A car was turning into the alley up ahead.
Wolfe stepped out of the way and a black Ford Explorer pulled up. The driver’s side window hummed down.
“Get in, ya dumbjack,
fast!”
Pearce shouted.
Wolfe ran around the Explorer, the door opened and he climbed in.
Pearce started backing down the alley. He knocked over a couple of garbage cans in the dimness, then they were on the cross street, turning, and racing off toward the Southside of town.
“Grampus is dead,” Pearce said, the way another guy would say,
“It’s raining again.”
“You killed him?”
“Yeah. I got in and stabbed him. Quieter.”

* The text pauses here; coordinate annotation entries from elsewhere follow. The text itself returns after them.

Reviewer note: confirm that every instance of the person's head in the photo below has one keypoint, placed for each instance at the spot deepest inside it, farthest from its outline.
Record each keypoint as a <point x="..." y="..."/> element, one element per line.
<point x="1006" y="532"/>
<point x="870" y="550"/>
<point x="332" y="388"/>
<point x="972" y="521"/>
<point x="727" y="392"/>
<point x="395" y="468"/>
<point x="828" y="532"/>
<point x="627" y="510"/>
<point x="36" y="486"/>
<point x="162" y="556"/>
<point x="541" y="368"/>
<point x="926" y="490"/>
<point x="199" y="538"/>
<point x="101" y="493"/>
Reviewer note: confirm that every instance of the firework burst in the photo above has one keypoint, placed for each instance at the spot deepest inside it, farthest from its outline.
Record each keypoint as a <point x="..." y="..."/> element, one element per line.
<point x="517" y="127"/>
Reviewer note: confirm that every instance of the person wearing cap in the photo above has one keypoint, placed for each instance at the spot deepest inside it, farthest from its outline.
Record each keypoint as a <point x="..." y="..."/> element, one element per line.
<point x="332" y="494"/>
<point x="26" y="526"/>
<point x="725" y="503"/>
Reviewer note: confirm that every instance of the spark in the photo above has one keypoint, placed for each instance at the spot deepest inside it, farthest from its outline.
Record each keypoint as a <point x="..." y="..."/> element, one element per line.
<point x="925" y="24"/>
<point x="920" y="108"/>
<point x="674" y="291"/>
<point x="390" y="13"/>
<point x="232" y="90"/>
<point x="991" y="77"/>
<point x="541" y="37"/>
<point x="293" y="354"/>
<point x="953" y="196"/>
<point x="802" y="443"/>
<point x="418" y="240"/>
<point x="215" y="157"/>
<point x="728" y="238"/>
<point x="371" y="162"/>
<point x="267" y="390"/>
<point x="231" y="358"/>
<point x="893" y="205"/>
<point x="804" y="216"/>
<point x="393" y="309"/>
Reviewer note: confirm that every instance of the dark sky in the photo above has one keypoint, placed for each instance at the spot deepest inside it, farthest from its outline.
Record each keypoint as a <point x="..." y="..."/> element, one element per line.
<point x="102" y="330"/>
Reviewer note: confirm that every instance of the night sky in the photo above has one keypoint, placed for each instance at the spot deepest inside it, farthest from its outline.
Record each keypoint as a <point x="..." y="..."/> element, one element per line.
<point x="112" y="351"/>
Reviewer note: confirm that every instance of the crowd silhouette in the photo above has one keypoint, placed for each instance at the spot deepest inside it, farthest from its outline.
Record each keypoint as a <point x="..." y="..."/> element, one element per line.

“Pearce,” Wolfe said, looking out the back window, “I thought Somalia was stressful. But you know what? Getting into your scene, in Chicago—that might be worse.”
“You get used to it,” Pearce said, yawning. “Man I need to go home and lay down.”
#
Wolfe was sleeping in on the sofa bed when Pearce called—the PC switched on and he heard Pearce’s voice. “Hey, hotshot. Get your ass up.” Pearce’s face was on the PC monitor.
Wolfe swung his feet onto the floor. “You bring coffee?”
“Are you joking?”
“Naturally. What’s up?” Wolfe got up, and boiled some water in the microwave.
“I finally got that encrypted message Grampus sent out
de
crypted...He says—well here, read it...”
Wolfe hastily dumped some instant coffee in his hot water, swirled it, tasted it, grimaced, drank some more as he went to the PC. He read the decryption Pearce provided in a note window:
I did my part. I killed Pearce. Tranter might not be convinced of it but I am. No one has proved the vigilante isn’t dead. And what I am saying, boss, is that when the project kills hundreds of thousands, maybe millions, of people, it’s going to bring the New World Order right down on our asses, the US gov will come for us and they’re not gonna neglect me. They got me on their list. That guy at the Purity talk today was probably some federal agent. Hiding me here from him is only good for so long. I’m gonna need a way out of the country and plenty of money...
“Holy shit,” Wolfe said.
“That’s what I said too, coincidentally,” Pearce told him dryly.